O A morte de Carlos Alberto Solarimais conhecido como Índio Solari, Ele surpreendeu o mundo da música argentina nesta sexta-feira. Cantor e compositor, figura de destaque do rock nacional há mais de quatro décadas, Ele tinha 77 anos e sofria da doença de Parkinson há anos..
Embora ele tenha mantido sua saúde por muito tempo, Foi em 2015 que ele decidiu falar publicamente sobre o assunto. em uma entrevista que ele deu em Vórticeonde revelou que estava passando por uma doença que afetou seu dia a dia e o obrigou a se afastar dos palcos.
O dia em que ele anunciou
Sem citar o diagnóstico exato da época, Solari explicou como conviveu com o comprometimento físico e emocional causado pela doença.
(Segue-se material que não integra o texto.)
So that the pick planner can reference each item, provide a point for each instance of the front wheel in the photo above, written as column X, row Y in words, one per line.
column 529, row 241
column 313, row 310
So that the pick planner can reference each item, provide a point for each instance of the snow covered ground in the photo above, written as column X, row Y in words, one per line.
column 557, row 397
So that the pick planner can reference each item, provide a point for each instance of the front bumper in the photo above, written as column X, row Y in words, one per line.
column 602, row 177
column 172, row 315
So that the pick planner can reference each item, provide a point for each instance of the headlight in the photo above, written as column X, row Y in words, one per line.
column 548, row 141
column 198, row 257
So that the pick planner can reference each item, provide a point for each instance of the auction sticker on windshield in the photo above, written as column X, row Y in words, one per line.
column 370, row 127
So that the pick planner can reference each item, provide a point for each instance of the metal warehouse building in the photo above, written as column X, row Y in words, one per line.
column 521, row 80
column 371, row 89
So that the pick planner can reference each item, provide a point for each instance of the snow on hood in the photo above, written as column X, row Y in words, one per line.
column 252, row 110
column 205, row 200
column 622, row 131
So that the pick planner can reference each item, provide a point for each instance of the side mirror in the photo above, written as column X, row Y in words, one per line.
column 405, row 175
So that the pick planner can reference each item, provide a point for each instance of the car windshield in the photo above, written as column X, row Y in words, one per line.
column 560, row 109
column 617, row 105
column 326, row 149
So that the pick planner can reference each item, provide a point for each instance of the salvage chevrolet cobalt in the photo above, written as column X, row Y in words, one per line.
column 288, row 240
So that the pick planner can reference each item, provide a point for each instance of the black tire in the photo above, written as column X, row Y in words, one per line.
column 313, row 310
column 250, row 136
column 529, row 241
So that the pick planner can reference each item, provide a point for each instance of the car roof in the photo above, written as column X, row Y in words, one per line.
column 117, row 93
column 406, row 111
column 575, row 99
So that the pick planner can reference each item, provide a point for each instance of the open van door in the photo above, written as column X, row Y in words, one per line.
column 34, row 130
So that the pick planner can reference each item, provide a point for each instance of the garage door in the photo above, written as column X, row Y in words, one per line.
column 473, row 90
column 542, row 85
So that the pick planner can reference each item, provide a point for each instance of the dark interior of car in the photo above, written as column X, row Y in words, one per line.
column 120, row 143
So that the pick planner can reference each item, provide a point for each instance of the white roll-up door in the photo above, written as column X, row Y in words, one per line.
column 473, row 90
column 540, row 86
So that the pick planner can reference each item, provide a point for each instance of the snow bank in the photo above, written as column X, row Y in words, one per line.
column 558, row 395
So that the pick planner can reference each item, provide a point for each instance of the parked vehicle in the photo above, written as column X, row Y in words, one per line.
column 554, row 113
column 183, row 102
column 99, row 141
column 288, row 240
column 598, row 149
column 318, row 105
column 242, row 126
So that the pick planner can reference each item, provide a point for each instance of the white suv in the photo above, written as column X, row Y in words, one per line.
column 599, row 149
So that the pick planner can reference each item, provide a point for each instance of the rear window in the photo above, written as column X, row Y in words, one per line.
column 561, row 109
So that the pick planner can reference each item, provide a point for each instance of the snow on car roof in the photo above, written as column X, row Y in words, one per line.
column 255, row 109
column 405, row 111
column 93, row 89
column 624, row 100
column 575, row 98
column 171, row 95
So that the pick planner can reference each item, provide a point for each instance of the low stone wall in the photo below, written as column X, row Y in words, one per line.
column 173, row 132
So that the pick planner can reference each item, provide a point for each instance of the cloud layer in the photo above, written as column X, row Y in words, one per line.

“Tem dias que quero me matar e tem dias que nem dá para perceber. Tem dor, tem mau humor… É a vida. E esta é a bagunça: já vi pessoas sofrerem injustamente. Não tenho medo A curiosidade é maior que o medo“, afirmou naquela entrevista.
Suas palavras causaram preocupação entre seus seguidores e foi a primeira vez que o músico falou abertamente sobre os problemas de saúde que vivenciava.
“Sr. Parkinson é gostoso.”
Um mês depois, 12 de março de 2016durante um recital em massa em Tandilo indiano confirmou a doença que sofria diante de milhares de torcedores.
“Dizem que tenho uma doença. Sim, é verdade, o Sr. Parkinson é gostoso. ah, bem, assim é a vida“, disse ele do palco.

A revelação foi recebida com aplausos estrondosos do público Tornou-se um dos momentos mais memoráveis de seus últimos anos nas cenas
Como você descreveu a progressão da doença?
Com o passar do tempo, Solari voltou a referir-se ao Parkinson em várias entrevistas. Em 2022 admitiu que a doença tinha progredido e explicou que encontrou refúgio em atividades como pintura e escrita.
“A progressão da doença de Parkinson é evidente”, admitiu na altura, embora tenha esclarecido que continuou a fazer tratamentos que lhe permitiram manter alguma estabilidade.
O músico definiu como doença de Parkinson “muito ferrado e sem valor” e relatou que, no caso dele, não apareceu principalmente com tremores, mas com fortes contrações musculares.
“Você é contratado o tempo todo. Não preciso sacudir, tenho algumas contrações e me sinto como se estivesse engessado“ele explicou.
No entanto, afirmou que o trabalho criativo era uma ferramenta fundamental para lidar com a dor e manter o ânimo. “Meus amigos me dizem que estou bem e que realmente me sinto bem. Eu me distraio muito com o trabalho. É uma forma de fugir da dor dessas contrações.”, finalizou.